Guided Input for Average Users

Introduce explicit prompts for architectural details to assist non-expert users.
A dedicated architecture agent can ensure structured, accurate outputs.

Early Architecture = Better Results
Prioritizing architecture early reduces rework, improves structure, and accelerates development, making the tool more practical for building scalable applications.

These features may make oTTo distinct from others.

dsmflow · December 6, 2024, 5:17pm

I found a neat site, roadmap.sh … it’s helped connect the dots for me on what really needs to be connected in order for things to work in a robust fashion.

I’ve been using ROADMAP.md, IMPLEMENTATION.md, PROGRESS.md within my IDE (Windsurf) to plan, execute and update my projects. I usually instruct the IDE itself to update the progress file with comments. Makes it easy stop and start in the EXACT place I mean to without any loss of data. It’s a little bit of work on the setup, but the time it takes to go from 0-to-deployed has gone down dramatically.

I’ve been leveraging MCP tools with the claude app. 24 tools so far

I am a network engineer by trade, and just have a LOT of xp over the 20 years or so doing this…so while I don’t know coding, I know what has worked and what has not

lamberson · December 8, 2024, 8:57pm

This is a little different than my initial point but I like it all the same. This is certainly in line with my intended dream use of oTToDev.
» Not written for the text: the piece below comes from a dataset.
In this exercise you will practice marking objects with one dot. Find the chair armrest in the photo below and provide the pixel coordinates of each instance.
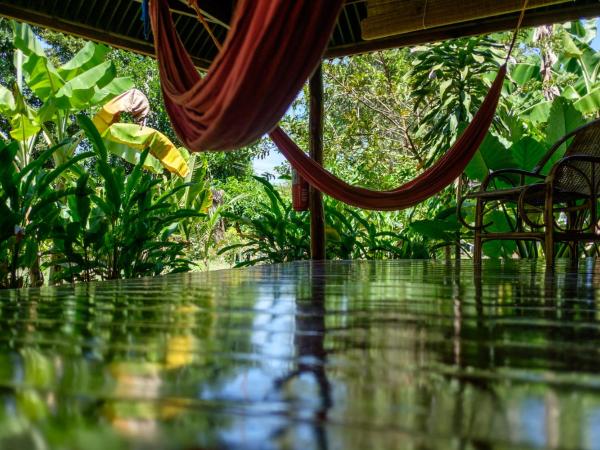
(569, 159)
(502, 173)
I was referring to establishing and documenting the architecture of the existing codebase itself, not the use of oTToDev as a manager of the architecture of a project.

Cheers.

lamberson · December 8, 2024, 8:59pm

We come form the same backgrounds it sounds like, and so yeah, we’re looking for the structure and the plan. Right? Us infrastructure guys get it.

dsmflow · December 9, 2024, 12:22am

I think I replied to the wrong thing. Sorry haha

max2veg · December 9, 2024, 12:49am

do you mean internally for ottodev to use an agentic system (i thought it did already)

ColeMedin · December 12, 2024, 12:49pm

Yeah that’s right! Currently the LLM is agentic in the sense that it produces code artifacts one at a time for the UI, but it isn’t like we have chain of thought, mixture of experts, self-reflection, or anything like that behind the scenes right now. And all of those agentic flows could make the output a lot better!